Breaking up families
The news that people on the Health and Care Worker visa will be unable to bring dependents to the UK will break up families. Splitting up migrant families is becoming something of a trend, following the end to students being able to bring dependents with them on a Tier 4 visa, with the only exception being people on postgraduate research courses.
It is unrealistic for the Government to expect the same numbers of migrants working in health and social care (a sector that has been reliant on overseas workers in recent years) to leave their families behind, with many likely having care responsibilities. This move will increase isolation, especially in an already hostile environment for migrants.
The other policy that the Government introduced that will affect families is the drastic increase in the minimum income level for family visas from £18,600 to £38,700. These policies are discriminatory. The right to a family life has become a class privilege- one that is gendered and racialised, as women and people of Colour earn less on average than White men. People of Colour in the UK are 2.5 times more likely to be in poverty compared to White people due to the systems of racism and capitalism.

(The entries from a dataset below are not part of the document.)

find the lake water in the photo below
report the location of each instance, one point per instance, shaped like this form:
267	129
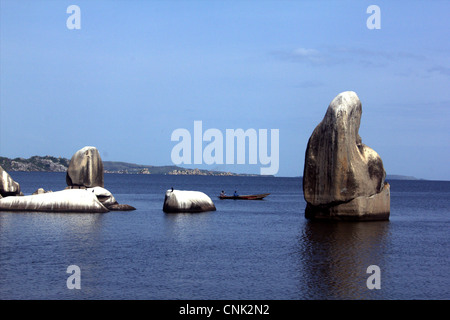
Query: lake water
263	250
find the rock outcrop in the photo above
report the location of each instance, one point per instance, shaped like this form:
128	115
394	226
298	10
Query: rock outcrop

For women, we must consider not just the gender pay gap, but also the conditions of patriarchy that place caring responsibilities in paid and unpaid roles primarily on women.
Students
International students are already subjected to intrusive monitoring and strict visa conditions, which we are investigating as part of our research. It is already cruel and unfair to deny most international students the ability to bring their families with them to the UK, but these latest restrictions on their visa further limit their freedom and future in this country.
It relies on the false notion that international students are using student visas as a means to get to this country under false pretences. This is a nonsensical argument considering the thousands they will have invested to come to study, and how the hostile environment and compliance monitoring of international students means they must complete their studies to remain in the UK. All this does is demonise these students, who instead require more lenience, in relation to the stresses of constant monitoring and strict limitations on their ability to switch to other visas once completing their course.
With a pending review of the Graduate visa, we already know that employers do not always understand how the Graduate visa scheme functions, and that after the two years sponsorship free employment it offers, there is difficulty in transitioning to a sponsored visa system after its expiry. Therefore, it is clear that the Graduate visa does need to change, but not in a way that makes life in the UK harder for people on this route.
Fundamentally, the new measures announced as part of the Government’s attack on a huge swathe of migrants here and those intending to come, will cause immense amounts of harm to communities, ignoring why people come to the UK in the first place. For many workers in low paid jobs, the UK has had a hand in creating the conditions in which they were forced to emigrate to work, whether through the legacies of past colonial exploitation, support for neoliberal economic policies that disadvantage workers, or support for repressive governments.
The persistent fixation on net migration figures is a political distraction technique that has devastating consequences for migrant communities. Viewing migrants only as numbers and not as people is dehumanising, and we should be welcoming more migrants at this time. We cannot let this Government divide us and manufacture problems to blame on migrants.